Não obstante as adversidades causadas pela nova realidade que nos avassalou, decidimos em conjunto com as famílias dar continuidade ao projeto GPS, mas numa modalidade à distância. Assim, tivemos o prazer de contar com duas das convidadas: a Dr.ª Melissa Cravo, audiologista do CED Jacob Rodrigues Pereira, e a Dr.ª Tatiana Louro, psicóloga e coordenadora do 5 Sentidos. A primeira falou-nos acerca de vários aspetos relacionados com a surdez, nomeadamente dos apoios sociais disponíveis e de tecnologias auditivas, de uma forma muito enriquecedora. A segunda ministrou uma sessão acerca da retoma da nova realidade, abordando estratégias para lidar com situações adversas e esclarecendo dúvidas e receios, o que constituiu um ótimo momento de partilha.

No final, realizámos uma sessão de reflexão com recolha de opiniões e sugestões para o próximo ano letivo, na qual apresentamos um questionário de satisfação de preenchimento anónimo com uma componente quantitativa (perguntas de resposta fechada) e qualitativa (perguntas resposta aberta e mais descritiva), elaborado para o efeito.

O retorno que obtivemos dos pais através do questionário foi muito positivo. Em primeiro lugar, o facto de todos terem respondido foi um bom indicador de envolvimento no projeto. Depois, parece-nos que aprovaram a sua qualidade ao concordarem totalmente ou bastante com as questões relacionadas com a estrutura do projeto, com a utilidade das suas sessões, com a proximidade que este proporcionou entre pais e profissionais e com a importância da sua criação e do enriquecimento pessoal facultado. Abaixo encontram-se dois gráficos exemplificativos destas respostas distribuídas numa escala de Likert de 5 níveis (1- Discordo totalmente; 2- Discordo Pouco; 3- Concordo; 4 - Concordo bastante; Concordo totalmente) às quais responderam as 5 famílias participantes (Gráfico 1 e Gráfico 2).
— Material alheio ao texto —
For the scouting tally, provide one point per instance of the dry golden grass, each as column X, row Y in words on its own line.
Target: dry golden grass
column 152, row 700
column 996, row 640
Gráfico 1 Aproximação entre pais e profissionais



Gráfico 2 Importância da criação do projeto


Concordaram que os profissionais da UREB tiveram um bom desempenho (Gráfico 3), estiveram atentos às suas necessidades e demonstraram capacidade de adaptação às novas circunstâncias. Assentiram também que a coordenação da educação especial e a direção demonstraram a sua colaboração.

Gráfico 3 Desempenho dos profissionais da UREB


Quanto aos aspetos de que mais gostaram no projeto, destacaram-se os relacionados com a vertente informativa e emocional. Dentro da primeira, enalteceram os temas abordados, a possibilidade de esclarecerem as dúvidas, bem como a qualidade das sessões. Na segunda, elencaram a proximidade entre pais e profissionais, o contacto com vários pais e o apoio emocional. Para além disso, na globalidade, não houve menção a aspetos negativos.

Finalmente, todas as famílias referiram que querem participar no projeto para o próximo ano letivo.

Numa nota menos positiva, lamentamos que não tenha sido possível realizar algumas das sessões inicialmente programadas. Porém, os contactos efetuados não terão sido em vão, uma vez que tivemos oportunidade dar a conhecer a realidade da UREB e das famílias que acompanhamos a outras entidades importantes na comunidade. Para além disso, o estabelecimento destas pontes poderá facilitar futuras colaborações. Também gostaríamos de aumentar o número de famílias no GPS, embora tenhamos contado com a maioria.

Partimos para este projeto porque acreditamos que a participação dos pais no processo educativo dos filhos promove a sua autodeterminação e capacitação. Adicionalmente, consideramos que maiores níveis de informação possibilitam tomadas de decisão mais esclarecidas e assertivas. Para além disso, sentimos que a visão parental acerca da UREB permitirá uma melhoria do seu funcionamento e um maior nível de satisfação e confiança nos serviços prestados. Assim, esperamos que este projeto tenha permitido fazer dos pais aliados na partilha de responsabilidades e conhecimentos, de forma a promover um maior bem-estar familiar. 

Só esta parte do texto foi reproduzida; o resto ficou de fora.